The paper tackles the problem of evaluating model-specific quality estimation for machine translation by proposing an unsupervised approach called kNN-QE that uses k-nearest neighbors from training data, and introduces an automatic evaluation method using reference-based metrics like MetricX-23 as a gold standard, concluding it is sufficient for the task.

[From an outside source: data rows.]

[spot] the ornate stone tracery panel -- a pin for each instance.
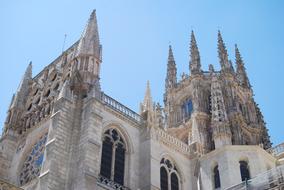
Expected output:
(33, 161)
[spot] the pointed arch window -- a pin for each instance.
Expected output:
(244, 169)
(217, 181)
(187, 109)
(113, 157)
(33, 162)
(169, 177)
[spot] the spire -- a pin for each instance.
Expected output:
(171, 78)
(195, 66)
(223, 54)
(147, 103)
(22, 91)
(241, 70)
(147, 106)
(89, 43)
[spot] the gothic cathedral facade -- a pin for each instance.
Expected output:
(63, 132)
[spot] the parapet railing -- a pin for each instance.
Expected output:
(277, 150)
(5, 185)
(112, 103)
(174, 142)
(103, 181)
(271, 179)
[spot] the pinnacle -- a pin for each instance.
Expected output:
(171, 55)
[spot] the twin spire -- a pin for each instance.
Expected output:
(195, 63)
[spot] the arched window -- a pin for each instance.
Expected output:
(113, 157)
(163, 178)
(32, 164)
(169, 179)
(187, 108)
(244, 169)
(217, 182)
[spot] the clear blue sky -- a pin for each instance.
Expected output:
(135, 36)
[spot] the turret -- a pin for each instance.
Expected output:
(220, 125)
(194, 65)
(19, 99)
(87, 59)
(171, 78)
(226, 66)
(241, 70)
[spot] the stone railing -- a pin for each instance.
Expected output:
(7, 186)
(277, 150)
(271, 179)
(102, 181)
(112, 103)
(174, 142)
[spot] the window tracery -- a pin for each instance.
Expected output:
(33, 162)
(169, 177)
(187, 108)
(113, 157)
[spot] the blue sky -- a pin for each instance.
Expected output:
(135, 36)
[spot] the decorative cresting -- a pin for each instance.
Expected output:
(32, 164)
(113, 160)
(7, 186)
(169, 177)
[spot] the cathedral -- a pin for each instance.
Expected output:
(62, 132)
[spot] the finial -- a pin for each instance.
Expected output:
(195, 66)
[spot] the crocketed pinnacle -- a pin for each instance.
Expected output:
(223, 54)
(241, 70)
(147, 103)
(89, 42)
(195, 66)
(171, 78)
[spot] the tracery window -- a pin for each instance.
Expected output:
(244, 169)
(113, 157)
(32, 164)
(187, 108)
(169, 177)
(217, 182)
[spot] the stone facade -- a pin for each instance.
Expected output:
(60, 124)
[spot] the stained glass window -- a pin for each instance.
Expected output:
(32, 164)
(244, 170)
(217, 182)
(163, 178)
(113, 157)
(187, 109)
(169, 179)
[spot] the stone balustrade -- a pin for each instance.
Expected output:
(271, 179)
(174, 142)
(7, 186)
(112, 103)
(102, 181)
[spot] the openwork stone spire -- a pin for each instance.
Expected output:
(223, 55)
(241, 70)
(22, 91)
(19, 100)
(218, 107)
(195, 66)
(147, 104)
(90, 43)
(171, 78)
(221, 130)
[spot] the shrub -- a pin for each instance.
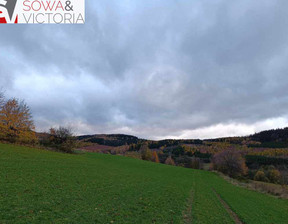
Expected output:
(195, 163)
(170, 161)
(155, 157)
(62, 139)
(146, 153)
(260, 176)
(274, 176)
(230, 162)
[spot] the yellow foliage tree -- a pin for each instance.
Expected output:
(16, 122)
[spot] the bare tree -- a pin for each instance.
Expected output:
(1, 98)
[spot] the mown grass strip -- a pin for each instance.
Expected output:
(187, 213)
(228, 209)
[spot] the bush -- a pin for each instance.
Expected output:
(260, 176)
(155, 157)
(274, 176)
(195, 163)
(230, 162)
(62, 139)
(146, 153)
(170, 161)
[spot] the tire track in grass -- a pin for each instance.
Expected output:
(187, 213)
(228, 209)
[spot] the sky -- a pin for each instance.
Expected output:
(154, 68)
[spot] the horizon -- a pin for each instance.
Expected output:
(157, 70)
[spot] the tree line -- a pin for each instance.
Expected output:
(16, 123)
(17, 126)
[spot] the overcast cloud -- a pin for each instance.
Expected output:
(155, 68)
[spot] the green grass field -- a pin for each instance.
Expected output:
(47, 187)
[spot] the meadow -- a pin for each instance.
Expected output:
(38, 186)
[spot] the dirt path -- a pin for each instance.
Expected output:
(228, 209)
(187, 213)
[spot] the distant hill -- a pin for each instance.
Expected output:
(110, 140)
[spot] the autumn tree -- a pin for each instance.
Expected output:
(16, 122)
(230, 162)
(170, 161)
(146, 153)
(63, 139)
(155, 157)
(1, 99)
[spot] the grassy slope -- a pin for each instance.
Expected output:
(44, 187)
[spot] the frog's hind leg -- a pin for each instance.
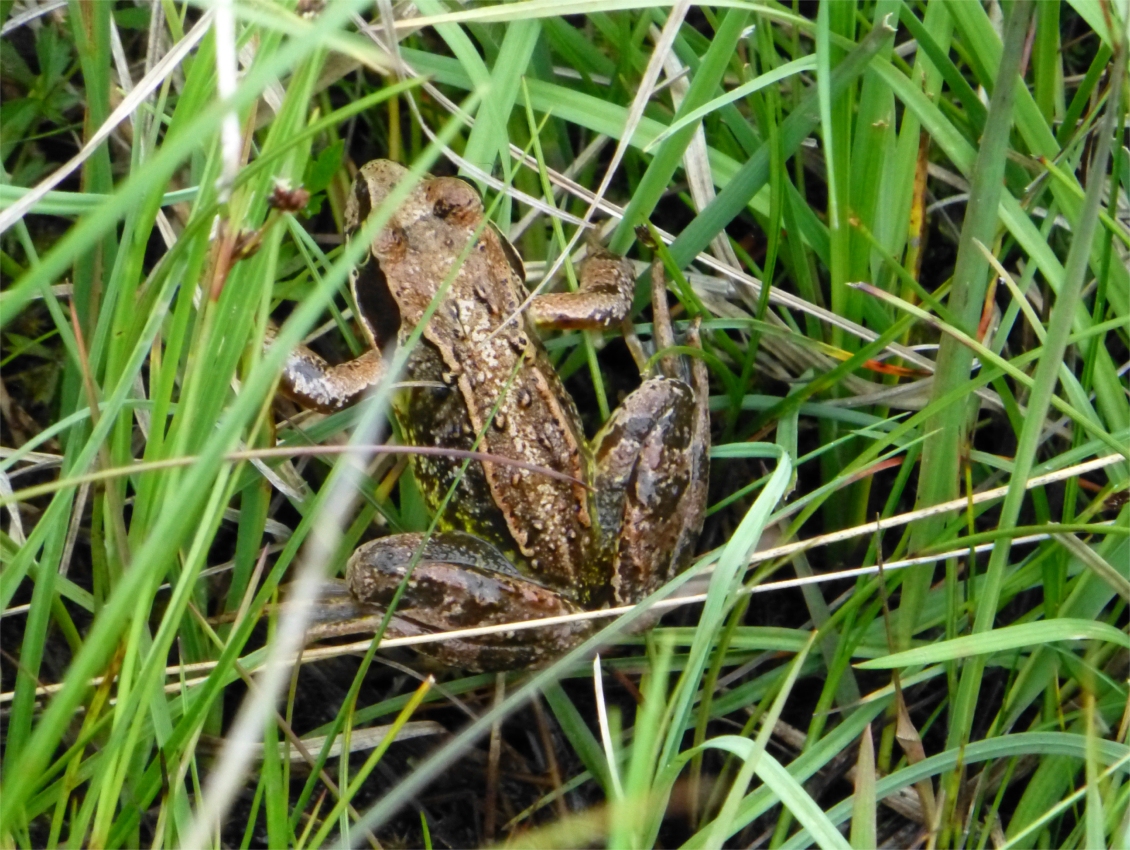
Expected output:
(652, 466)
(461, 581)
(651, 485)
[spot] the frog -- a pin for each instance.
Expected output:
(558, 523)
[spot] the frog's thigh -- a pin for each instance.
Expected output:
(462, 581)
(648, 485)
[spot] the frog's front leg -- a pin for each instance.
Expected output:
(461, 581)
(602, 301)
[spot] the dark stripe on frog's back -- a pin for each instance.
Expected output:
(536, 423)
(437, 417)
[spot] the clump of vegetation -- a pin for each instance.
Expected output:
(904, 227)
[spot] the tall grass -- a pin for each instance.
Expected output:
(906, 228)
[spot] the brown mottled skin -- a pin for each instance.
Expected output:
(516, 544)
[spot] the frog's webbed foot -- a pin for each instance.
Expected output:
(602, 301)
(462, 581)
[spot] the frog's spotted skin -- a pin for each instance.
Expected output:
(625, 525)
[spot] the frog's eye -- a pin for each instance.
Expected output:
(390, 243)
(454, 201)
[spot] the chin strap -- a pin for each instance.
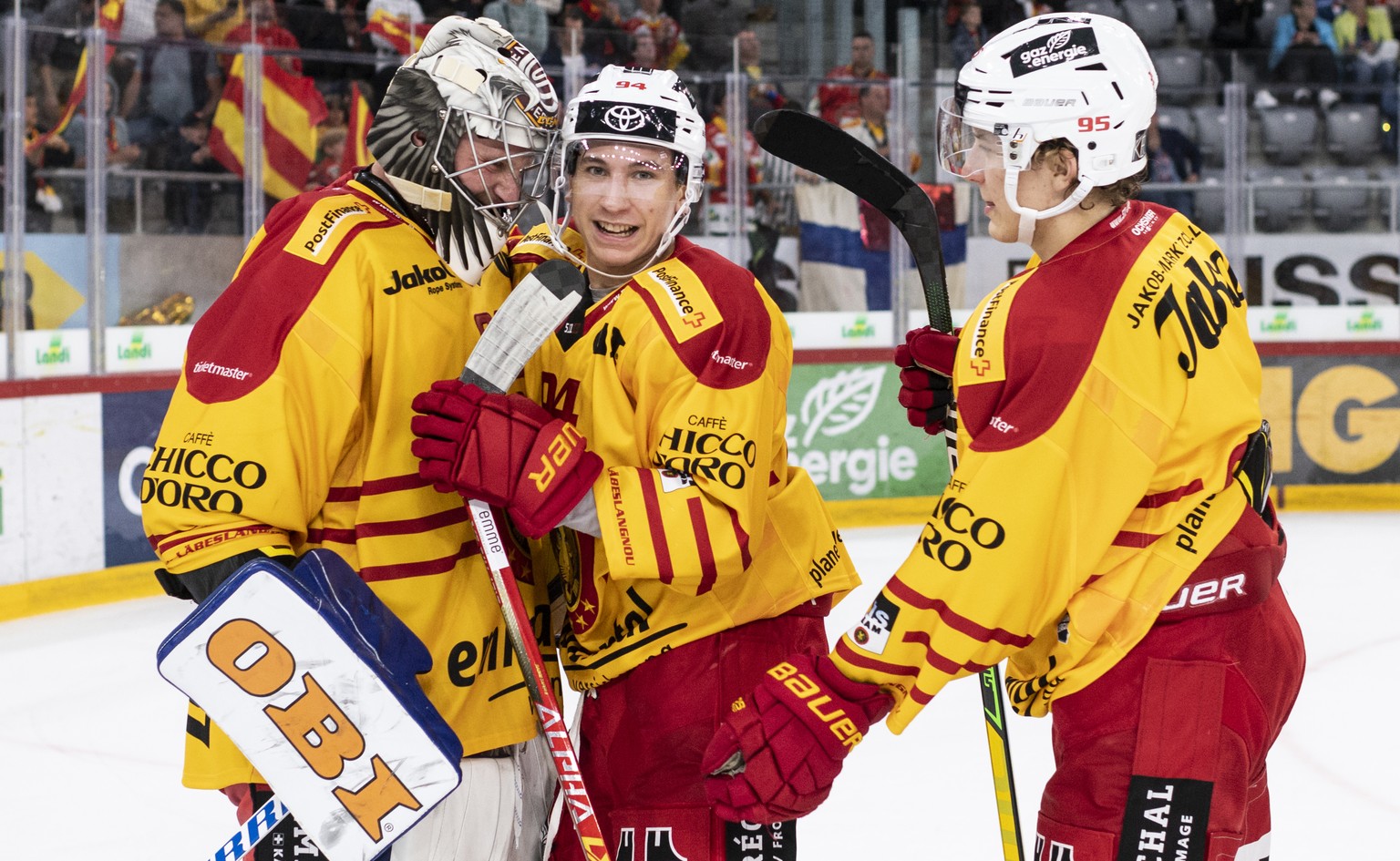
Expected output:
(1026, 227)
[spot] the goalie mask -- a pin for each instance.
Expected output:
(1081, 77)
(470, 87)
(618, 125)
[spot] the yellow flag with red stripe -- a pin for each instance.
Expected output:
(292, 111)
(405, 36)
(109, 18)
(357, 127)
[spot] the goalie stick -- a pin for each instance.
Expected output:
(819, 148)
(530, 313)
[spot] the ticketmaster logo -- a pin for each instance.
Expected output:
(208, 367)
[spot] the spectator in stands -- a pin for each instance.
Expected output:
(759, 217)
(525, 20)
(174, 76)
(673, 48)
(332, 159)
(263, 28)
(871, 128)
(1172, 157)
(120, 154)
(57, 54)
(765, 93)
(213, 20)
(710, 26)
(190, 205)
(1303, 55)
(321, 26)
(644, 54)
(41, 202)
(838, 98)
(720, 148)
(968, 36)
(569, 48)
(1368, 51)
(871, 125)
(603, 33)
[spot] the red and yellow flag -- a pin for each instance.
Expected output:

Providing quality scores along with Machine Translation (MT) output, so-called reference-free Quality Estimation (QE), is crucial to inform users about the reliability of the translation. We propose a model-specific, unsupervised QE approach, termed $k$NN-QE, that extracts information from the MT model's training data using $k$-nearest neighbors. Measuring the performance of model-specific QE is not straightforward, since they provide quality scores on their own MT output, thus cannot be evaluated using benchmark QE test sets containing human quality scores on premade MT output. Therefore, we propose an automatic evaluation method that uses quality scores from reference-based metrics as gold standard instead of human-generated ones. We are the first to conduct detailed analyses and conclude that this automatic method is sufficient, and the reference-based MetricX-23 is best for the task.